Milhares de pessoas terão sido assassinadas a tiro, catana, queimadas vivas…

O 7 de Setembro de 1974 em Moçambique tem muito de perturbante. Mas o facto de sabermos tão pouco sobre o que ali aconteceu nessa data também.                                                                                               

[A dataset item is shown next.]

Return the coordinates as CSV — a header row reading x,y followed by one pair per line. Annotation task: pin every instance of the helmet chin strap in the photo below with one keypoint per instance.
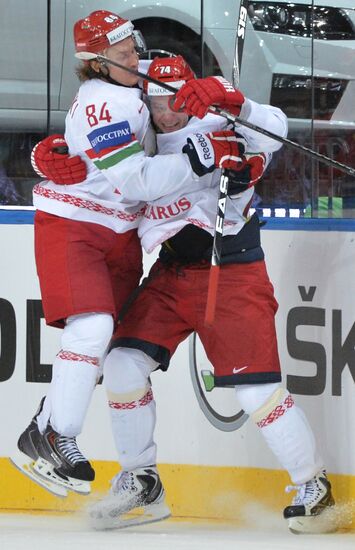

Milhares de pessoas terão sido assassinadas a tiro, catana, queimadas vivas… Talvez tenham sido três mil. Talvez mais. Talvez menos. Dificilmente sairemos do domínio das estimativas porque nunca houve a preocupação de saber o seu número ou as circunstâncias da sua morte. Eram brancas, negras, asiáticas, mestiças. 
Em Portugal, nos jornais, nas rádios e na televisão nunca houve dúvidas: tratou-se de uma “aventura colonial da última hora” por parte da “miuçalha branca” que ensombrou o “momento de júbilo”.

Comecemos pelo “momento de júbilo”? Estamos em Setembro de 1974. 

Ou seja, o que em Moçambique temiam, quer as minorias branca e oriental, quer os simpatizantes e dirigentes negros de vários partidos e movimentos nacionalistas, estava consumado: os moçambicanos, a quem menos de três meses antes Almeida Santos, ministro da Coordenação Interterritorial garantira um referendo para decidirem o futuro daquele território, iriam passar a viver numa república popular dirigida pela Frelimo. Como o ministro dos Negócios Estrangeiros, Mário Soares, declarara a 6 de Setembro ao chegar a Lusaka para firmar os acordos com a Frelimo: “a delegação portuguesa estava na Zâmbia para entregar o poder à Frelimo.” De facto era isso que estava a acontecer. É portanto este “o momento de júbilo”. E é aqui que começa a “última aventura colonial” protagonizada pela “miuçalha branca”.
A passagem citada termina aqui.